Abstract

The aim of this study was to identify inflammatory mediators of potential clinical relevance in synovial fluid (SF) samples of patients with knee osteoarthritis (OA). Therefore, radiographic OA severity, knee pain and function of 34 OA patients undergoing unicompartmental (UC) and bicompartmental (BC) knee arthroplasty were assessed prior to surgery and SF samples were analyzed for a broad variety of inflammatory mediators, including interleukins (ILs), interferons (IFNs), C-X-C motif ligand chemokines (CXCLs), and growth factors (nerve growth factor; NGF, vascular endothelial growth factor; VEGF, and stem cell growth factor β; SCGF-β) using multiplex assay. Significant differences were observed between the SF levels of different inflammatory markers. When compared to UC OA, significantly higher concentrations of IL-7, IL-8, IL-10, IL-12, IL-13, IFN-γ, VEGF and CXCL1 were detected in BC OA. Correlation analyses revealed significant associations between OA severity and IL-6, IL-8, IFN-γ, SCGF-β, VEGF, CXCL1. Interestingly, increases in both anti- (IL-10, IL-13) and pro-inflammatory (IL-7, IL-12, IFN-γ) cytokines, as well as growth factors (SCGF-β, VEGF), correlated significantly with the level of knee pain. Poorer knee function was associated with higher IL-6, IL-10, IL-12, IL-13, IL-18, βNGF, SCGF-β, VEGF and CXCL9 levels.

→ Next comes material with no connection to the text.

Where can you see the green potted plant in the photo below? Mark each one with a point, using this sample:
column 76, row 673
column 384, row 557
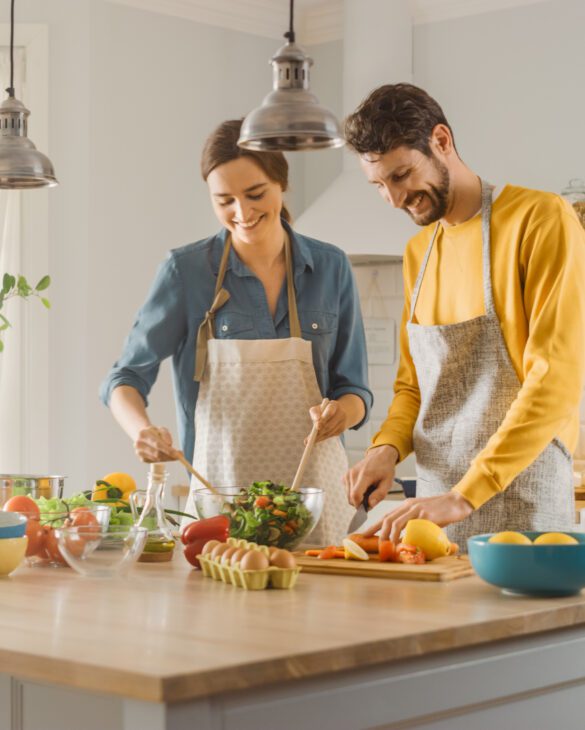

In conclusion, this study provides an extensive profile of synovial inflammatory mediators in knee OA and identifies cytokines of potential clinical relevance. In fact, five of the mediators examined (IL-10, IL-12, IL-13, SCGF-β, VEGF) significantly correlate with both knee pain and function.

Highlights

  • Osteoarthritis (OA) is one of the major causes of chronic pain

  • This study provides an extensive profile of synovial inflammatory mediators in knee OA

  • Significant correlations between both tumor necrosis factor α (TNFα) and IL-6 and pain and function have been reported for human OA [17,18]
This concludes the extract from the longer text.